Montana stats before Rice played his first game (3 full seasons plus a strike-shortened one and an additional 1/2 season's worth of games)
1324 completions
2077 attempts
15,609 yards (243 yards per game average
63.7% passer (he retired at 63.2% nine seasons later; 23 of the 24 guys ahead of him all played in 1998 or later except one, Steve Young)
106 TDs
54 INTs
7-1 playoff record, sole loss was aided by the officials
LED LEAGUE
completion % twice (did it 3 more times with Rice)
TDs (once)
Two top 5 MVP vote finishes
Two Super Bowl rings, winning the MVP both times
3 Pro Bowls
YARDS PER GAME
1981 - 9th (222) but was only substantially behind Dan Fouts and Tommy Kramer
1982 - 2nd - behind Fouts
1983 - 5th - behind Fouts, Lynn Dickey, Bill Kenney, Danny White
1984 - 6th - behind Marino, Neil Lomax, Phil Simms, Fouts, Dave Krieg
Rice simply took Montana from an "on his way to the Hall already" go to a "no question first ballot guy."
I guess I would amend my point and take out EVERY... but certainly it is difficult to name a great QB without looking on his rosters and seeing great WRs. Or, great OLs. No one goes it alone.
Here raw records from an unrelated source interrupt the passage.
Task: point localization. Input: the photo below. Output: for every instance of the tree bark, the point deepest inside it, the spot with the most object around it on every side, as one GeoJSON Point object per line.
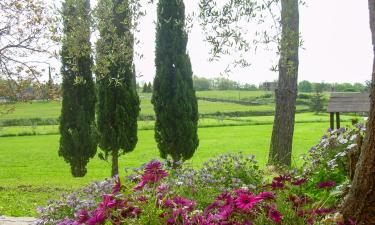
{"type": "Point", "coordinates": [286, 91]}
{"type": "Point", "coordinates": [114, 162]}
{"type": "Point", "coordinates": [360, 202]}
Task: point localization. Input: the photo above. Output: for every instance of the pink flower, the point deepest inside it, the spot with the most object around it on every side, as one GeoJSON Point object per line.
{"type": "Point", "coordinates": [140, 186]}
{"type": "Point", "coordinates": [275, 215]}
{"type": "Point", "coordinates": [83, 216]}
{"type": "Point", "coordinates": [282, 178]}
{"type": "Point", "coordinates": [98, 218]}
{"type": "Point", "coordinates": [108, 202]}
{"type": "Point", "coordinates": [246, 202]}
{"type": "Point", "coordinates": [162, 188]}
{"type": "Point", "coordinates": [277, 185]}
{"type": "Point", "coordinates": [266, 195]}
{"type": "Point", "coordinates": [326, 184]}
{"type": "Point", "coordinates": [225, 212]}
{"type": "Point", "coordinates": [142, 198]}
{"type": "Point", "coordinates": [299, 182]}
{"type": "Point", "coordinates": [323, 211]}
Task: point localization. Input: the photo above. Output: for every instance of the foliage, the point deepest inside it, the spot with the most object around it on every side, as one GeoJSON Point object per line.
{"type": "Point", "coordinates": [239, 193]}
{"type": "Point", "coordinates": [27, 31]}
{"type": "Point", "coordinates": [147, 87]}
{"type": "Point", "coordinates": [317, 102]}
{"type": "Point", "coordinates": [330, 156]}
{"type": "Point", "coordinates": [118, 106]}
{"type": "Point", "coordinates": [305, 86]}
{"type": "Point", "coordinates": [77, 124]}
{"type": "Point", "coordinates": [174, 99]}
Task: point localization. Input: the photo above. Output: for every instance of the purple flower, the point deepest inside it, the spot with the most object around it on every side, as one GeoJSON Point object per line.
{"type": "Point", "coordinates": [299, 182]}
{"type": "Point", "coordinates": [98, 218]}
{"type": "Point", "coordinates": [108, 202]}
{"type": "Point", "coordinates": [277, 185]}
{"type": "Point", "coordinates": [246, 202]}
{"type": "Point", "coordinates": [266, 195]}
{"type": "Point", "coordinates": [275, 215]}
{"type": "Point", "coordinates": [83, 216]}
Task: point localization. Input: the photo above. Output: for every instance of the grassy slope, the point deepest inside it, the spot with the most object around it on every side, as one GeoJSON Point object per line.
{"type": "Point", "coordinates": [206, 122]}
{"type": "Point", "coordinates": [52, 109]}
{"type": "Point", "coordinates": [31, 171]}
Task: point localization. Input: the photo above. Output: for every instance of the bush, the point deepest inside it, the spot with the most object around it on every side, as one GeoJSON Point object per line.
{"type": "Point", "coordinates": [229, 189]}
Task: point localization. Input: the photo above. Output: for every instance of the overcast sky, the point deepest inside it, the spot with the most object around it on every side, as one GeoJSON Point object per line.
{"type": "Point", "coordinates": [337, 46]}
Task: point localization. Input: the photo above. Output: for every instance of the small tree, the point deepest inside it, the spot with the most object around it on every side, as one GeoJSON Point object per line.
{"type": "Point", "coordinates": [77, 123]}
{"type": "Point", "coordinates": [145, 88]}
{"type": "Point", "coordinates": [118, 99]}
{"type": "Point", "coordinates": [149, 87]}
{"type": "Point", "coordinates": [317, 102]}
{"type": "Point", "coordinates": [174, 99]}
{"type": "Point", "coordinates": [305, 86]}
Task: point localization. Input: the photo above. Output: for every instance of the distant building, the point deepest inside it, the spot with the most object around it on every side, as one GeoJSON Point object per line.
{"type": "Point", "coordinates": [268, 86]}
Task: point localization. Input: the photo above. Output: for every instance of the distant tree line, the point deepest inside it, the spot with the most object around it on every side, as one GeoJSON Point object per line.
{"type": "Point", "coordinates": [307, 86]}
{"type": "Point", "coordinates": [220, 83]}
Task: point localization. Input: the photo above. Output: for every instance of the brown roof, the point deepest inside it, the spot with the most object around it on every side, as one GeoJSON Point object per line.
{"type": "Point", "coordinates": [349, 102]}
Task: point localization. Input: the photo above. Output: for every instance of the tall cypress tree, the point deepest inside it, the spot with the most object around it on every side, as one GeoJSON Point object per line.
{"type": "Point", "coordinates": [77, 123]}
{"type": "Point", "coordinates": [118, 99]}
{"type": "Point", "coordinates": [174, 99]}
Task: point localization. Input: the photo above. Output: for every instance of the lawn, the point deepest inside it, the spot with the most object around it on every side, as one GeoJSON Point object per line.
{"type": "Point", "coordinates": [232, 94]}
{"type": "Point", "coordinates": [203, 122]}
{"type": "Point", "coordinates": [31, 171]}
{"type": "Point", "coordinates": [53, 109]}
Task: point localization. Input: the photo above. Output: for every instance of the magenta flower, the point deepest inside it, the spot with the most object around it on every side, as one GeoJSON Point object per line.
{"type": "Point", "coordinates": [108, 202]}
{"type": "Point", "coordinates": [153, 174]}
{"type": "Point", "coordinates": [326, 184]}
{"type": "Point", "coordinates": [140, 186]}
{"type": "Point", "coordinates": [246, 202]}
{"type": "Point", "coordinates": [266, 195]}
{"type": "Point", "coordinates": [282, 178]}
{"type": "Point", "coordinates": [162, 188]}
{"type": "Point", "coordinates": [83, 216]}
{"type": "Point", "coordinates": [299, 182]}
{"type": "Point", "coordinates": [98, 218]}
{"type": "Point", "coordinates": [323, 211]}
{"type": "Point", "coordinates": [275, 215]}
{"type": "Point", "coordinates": [277, 185]}
{"type": "Point", "coordinates": [225, 212]}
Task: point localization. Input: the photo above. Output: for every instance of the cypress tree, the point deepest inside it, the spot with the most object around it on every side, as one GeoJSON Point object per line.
{"type": "Point", "coordinates": [77, 123]}
{"type": "Point", "coordinates": [118, 99]}
{"type": "Point", "coordinates": [174, 99]}
{"type": "Point", "coordinates": [145, 88]}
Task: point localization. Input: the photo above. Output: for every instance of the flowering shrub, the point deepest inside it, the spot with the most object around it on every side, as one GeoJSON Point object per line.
{"type": "Point", "coordinates": [151, 200]}
{"type": "Point", "coordinates": [68, 205]}
{"type": "Point", "coordinates": [224, 173]}
{"type": "Point", "coordinates": [227, 190]}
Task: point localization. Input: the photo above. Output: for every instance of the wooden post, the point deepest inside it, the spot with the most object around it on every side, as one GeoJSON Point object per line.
{"type": "Point", "coordinates": [338, 120]}
{"type": "Point", "coordinates": [332, 121]}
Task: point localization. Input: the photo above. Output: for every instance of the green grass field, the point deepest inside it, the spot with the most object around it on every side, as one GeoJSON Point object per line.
{"type": "Point", "coordinates": [31, 171]}
{"type": "Point", "coordinates": [206, 122]}
{"type": "Point", "coordinates": [52, 109]}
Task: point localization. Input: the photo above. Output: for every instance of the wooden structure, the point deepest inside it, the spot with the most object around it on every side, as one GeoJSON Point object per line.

One final thought that did just occur to me, however. Who were Dan Marino's great WRs? And since I can't answer that, is that a big reason with Marino never got that Super Bowl?
Marino's big guns his rookie year were "the Marks Brothers," Mark Clayton and Mark Duper - and a third guy who was good but not great named Nat Moore. Jimmy Cefalo was solid if unspectacular - and you have to remember they tossed a lot of balls short out to former Bama RB Tony Nathan as well.
Those guys were GOOD receivers - obviously not Rice because nobody is.